Chiang Mai was the successive clicking of heels into pedals when the lights turned green. Filling in part of the pack as we whizzed along after Durian Rider to secret cheap bike store locations around the city. Packing out the restaurants, ordering extra large pad thai, extra bowls of white rice, helmets littering the floors and tables, bikes packed together – no need for a lock in Chiang Mai. Visiting the gorge, flying off the rocks into the warm water, overwhelmed by its basin, which felt more expansive than the sea.
Chiang Mai was gorging over durian, the ritual of splitting apart the pod and scooping out the creamy fruit with your hands, tasting the rich sweetness, like melted white chocolate. Watching acro yoga in the park at fruit lucks, missing the correct turn every single time navigating around the city’s simple yet complicated layout. Experiencing a humidity which was unbearable, appreciating air conditioning on a new level when the power was cut during a storm at night at our Airbnb. Pitying the fools who took off to Pai while the rest of us stayed nice and comfortable at home.
Chiang Mai was meeting the fittest people I’d ever come across. People who had never eaten meat in their lives, zipping up those mountains. Pushing myself to extreme limits to get through a certain segment. Abominably steep roads. Other-worldly views. Immersion in Thai forests. Learning basic local words, interacting with people living there, the friendliest people, feeling safe cycling even alone at night through the streets.
Chiang Mai was buffets of potato, pumpkin, spicy salads, rice, coconut curry, in a raised and covered hut-like balcony in the fields outside the city, sometimes sitting on the floor to eat because the place was so crowded with the vegan cyclist crew, sharing stories and accents from around the world. Hanging out in Maya Mall, drinking litres of juice as a snack, backpack in tow, always sweating and looking the most unattractive I’ve ever been, feeling it too, but driven by the madness and novelty and excitement of it all. The world I’d watched on Youtube for years – I’d entered it, I was living it, I was free, I could do anything.

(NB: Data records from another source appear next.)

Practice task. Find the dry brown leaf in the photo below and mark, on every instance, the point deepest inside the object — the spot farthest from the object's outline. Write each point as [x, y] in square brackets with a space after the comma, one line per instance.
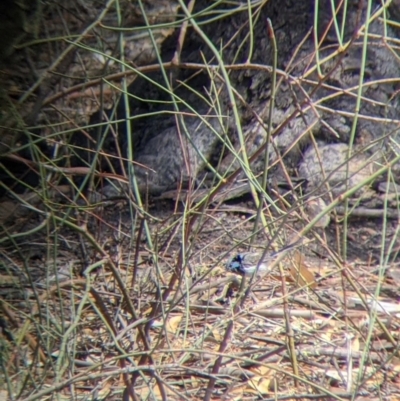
[300, 273]
[261, 382]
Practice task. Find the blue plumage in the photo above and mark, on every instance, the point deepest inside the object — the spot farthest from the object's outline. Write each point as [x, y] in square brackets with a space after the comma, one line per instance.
[245, 264]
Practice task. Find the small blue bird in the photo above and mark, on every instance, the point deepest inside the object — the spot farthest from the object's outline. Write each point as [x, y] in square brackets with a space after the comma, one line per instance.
[246, 263]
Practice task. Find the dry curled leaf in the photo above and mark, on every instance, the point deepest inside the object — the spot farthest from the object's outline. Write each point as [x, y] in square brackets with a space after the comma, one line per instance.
[300, 273]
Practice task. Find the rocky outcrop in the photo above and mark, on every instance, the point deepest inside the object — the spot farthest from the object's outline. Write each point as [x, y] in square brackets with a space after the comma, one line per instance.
[183, 122]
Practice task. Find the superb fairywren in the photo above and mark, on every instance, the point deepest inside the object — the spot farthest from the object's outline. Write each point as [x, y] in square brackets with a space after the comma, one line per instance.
[246, 263]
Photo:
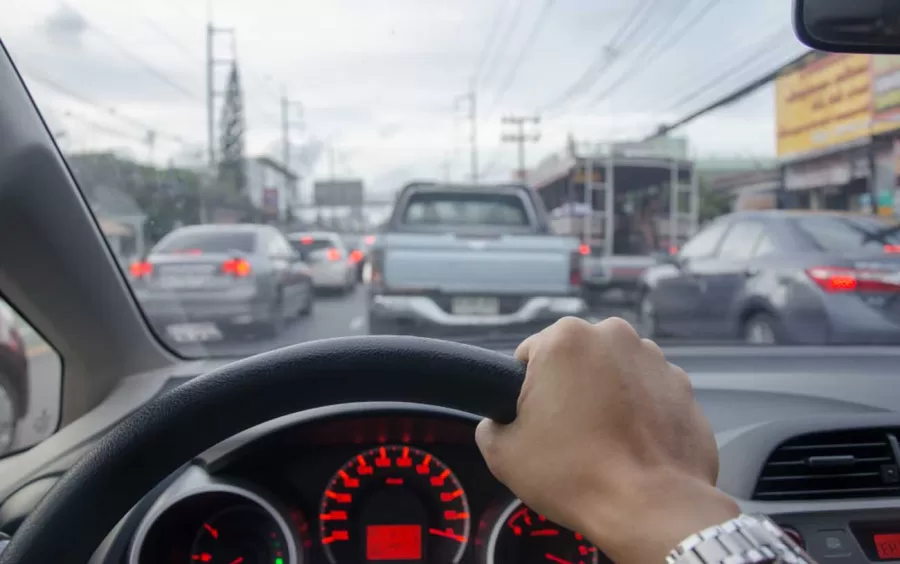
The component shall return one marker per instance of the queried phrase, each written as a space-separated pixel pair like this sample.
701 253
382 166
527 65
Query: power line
764 48
646 58
604 59
137 59
53 85
492 33
501 46
529 42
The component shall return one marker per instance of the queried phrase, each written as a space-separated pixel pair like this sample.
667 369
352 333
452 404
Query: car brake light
575 278
236 267
836 279
139 269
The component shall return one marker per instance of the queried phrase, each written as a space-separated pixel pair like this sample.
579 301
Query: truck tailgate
511 264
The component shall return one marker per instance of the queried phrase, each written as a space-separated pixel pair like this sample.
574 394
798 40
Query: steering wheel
89 500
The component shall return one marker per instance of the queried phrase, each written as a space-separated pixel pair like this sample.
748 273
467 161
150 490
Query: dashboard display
394 503
524 536
888 546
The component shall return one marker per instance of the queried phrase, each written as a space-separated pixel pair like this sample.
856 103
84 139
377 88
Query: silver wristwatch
747 539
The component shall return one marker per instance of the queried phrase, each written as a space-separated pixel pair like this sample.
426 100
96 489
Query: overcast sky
378 80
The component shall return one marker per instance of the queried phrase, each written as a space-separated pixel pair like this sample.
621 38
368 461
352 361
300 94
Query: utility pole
520 137
470 99
286 122
211 93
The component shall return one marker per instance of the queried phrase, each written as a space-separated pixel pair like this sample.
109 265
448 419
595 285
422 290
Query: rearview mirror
849 26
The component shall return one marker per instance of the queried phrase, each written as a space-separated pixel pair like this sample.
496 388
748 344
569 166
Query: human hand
609 441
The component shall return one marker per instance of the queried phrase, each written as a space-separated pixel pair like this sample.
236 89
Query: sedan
780 277
205 282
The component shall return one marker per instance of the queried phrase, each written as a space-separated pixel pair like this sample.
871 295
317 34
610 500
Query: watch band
747 539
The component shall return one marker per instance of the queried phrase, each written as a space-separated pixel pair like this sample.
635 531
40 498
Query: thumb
492 439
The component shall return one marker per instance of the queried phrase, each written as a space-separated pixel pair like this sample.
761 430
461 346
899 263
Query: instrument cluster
391 502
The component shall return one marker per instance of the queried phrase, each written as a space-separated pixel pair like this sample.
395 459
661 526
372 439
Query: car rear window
208 242
465 209
850 233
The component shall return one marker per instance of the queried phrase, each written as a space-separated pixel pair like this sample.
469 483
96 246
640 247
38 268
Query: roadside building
837 127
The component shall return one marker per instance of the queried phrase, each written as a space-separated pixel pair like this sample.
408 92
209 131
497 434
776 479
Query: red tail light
836 279
139 269
236 267
575 263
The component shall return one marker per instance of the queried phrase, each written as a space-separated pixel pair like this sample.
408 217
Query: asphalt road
333 316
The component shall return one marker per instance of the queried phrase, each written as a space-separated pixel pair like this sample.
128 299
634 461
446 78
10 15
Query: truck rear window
435 208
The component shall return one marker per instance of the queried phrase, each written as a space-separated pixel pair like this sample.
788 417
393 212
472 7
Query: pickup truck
461 261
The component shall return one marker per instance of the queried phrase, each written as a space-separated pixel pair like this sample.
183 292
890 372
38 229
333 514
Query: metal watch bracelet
747 539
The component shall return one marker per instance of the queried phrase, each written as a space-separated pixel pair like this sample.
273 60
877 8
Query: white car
328 259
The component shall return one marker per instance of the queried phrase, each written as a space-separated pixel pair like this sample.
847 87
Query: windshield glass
476 170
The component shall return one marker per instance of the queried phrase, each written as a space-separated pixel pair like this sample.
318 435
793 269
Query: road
333 316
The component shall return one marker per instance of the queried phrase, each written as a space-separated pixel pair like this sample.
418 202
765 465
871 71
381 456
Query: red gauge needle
447 534
556 559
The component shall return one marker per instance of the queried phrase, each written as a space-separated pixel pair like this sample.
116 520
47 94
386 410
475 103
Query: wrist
651 517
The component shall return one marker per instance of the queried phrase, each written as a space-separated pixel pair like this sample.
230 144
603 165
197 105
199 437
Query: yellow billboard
823 102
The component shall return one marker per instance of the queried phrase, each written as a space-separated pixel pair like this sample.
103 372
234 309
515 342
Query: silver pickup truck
465 261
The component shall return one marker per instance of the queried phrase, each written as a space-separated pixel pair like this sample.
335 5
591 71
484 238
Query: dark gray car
207 282
785 277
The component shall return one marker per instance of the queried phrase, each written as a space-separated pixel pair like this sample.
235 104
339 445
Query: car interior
159 458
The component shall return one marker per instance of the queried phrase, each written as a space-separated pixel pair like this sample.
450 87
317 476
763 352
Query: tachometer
520 535
394 503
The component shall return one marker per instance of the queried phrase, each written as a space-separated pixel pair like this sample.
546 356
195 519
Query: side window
740 241
764 247
704 244
30 384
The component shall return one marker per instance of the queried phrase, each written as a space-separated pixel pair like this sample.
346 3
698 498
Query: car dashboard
809 438
384 486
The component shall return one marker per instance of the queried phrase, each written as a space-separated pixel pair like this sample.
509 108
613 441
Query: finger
491 438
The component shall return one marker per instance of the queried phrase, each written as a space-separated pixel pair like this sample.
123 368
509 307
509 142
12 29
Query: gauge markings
392 502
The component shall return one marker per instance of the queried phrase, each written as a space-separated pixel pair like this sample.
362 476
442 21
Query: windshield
474 171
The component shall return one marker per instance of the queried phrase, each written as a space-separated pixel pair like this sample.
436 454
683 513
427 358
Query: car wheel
647 316
762 329
8 414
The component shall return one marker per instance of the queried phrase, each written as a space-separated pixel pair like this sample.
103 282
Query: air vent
834 465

Chiang Mai was a plethora of culture and nationalities, all meeting in this one city in Thailand, sharing one basic belief in animal rights, a basic belief in ethics, finally. Sharing stories of living in Tahiti, of cycling from Singapore to Thailand, of biking across Australia with just a sleeping bag and fruit, of nomads who had no jobs in the real world, who were earning money in alternative ways, and took off around the world whenever they chose.
It was all brilliant – and I miss it a lot. I stayed for almost one month. Plenty of people were either staying on, some decided to move to Chiang Mai altogether, others set off in groups to cycle across Thailand. I had a job contract in the south of France near St Tropez, working on a campsite for the summer during July and August, so my next destination began back at the airport. Though I was excited to get to France for the summer, I knew it wouldn’t be long before I would make my way back to Chiang Mai.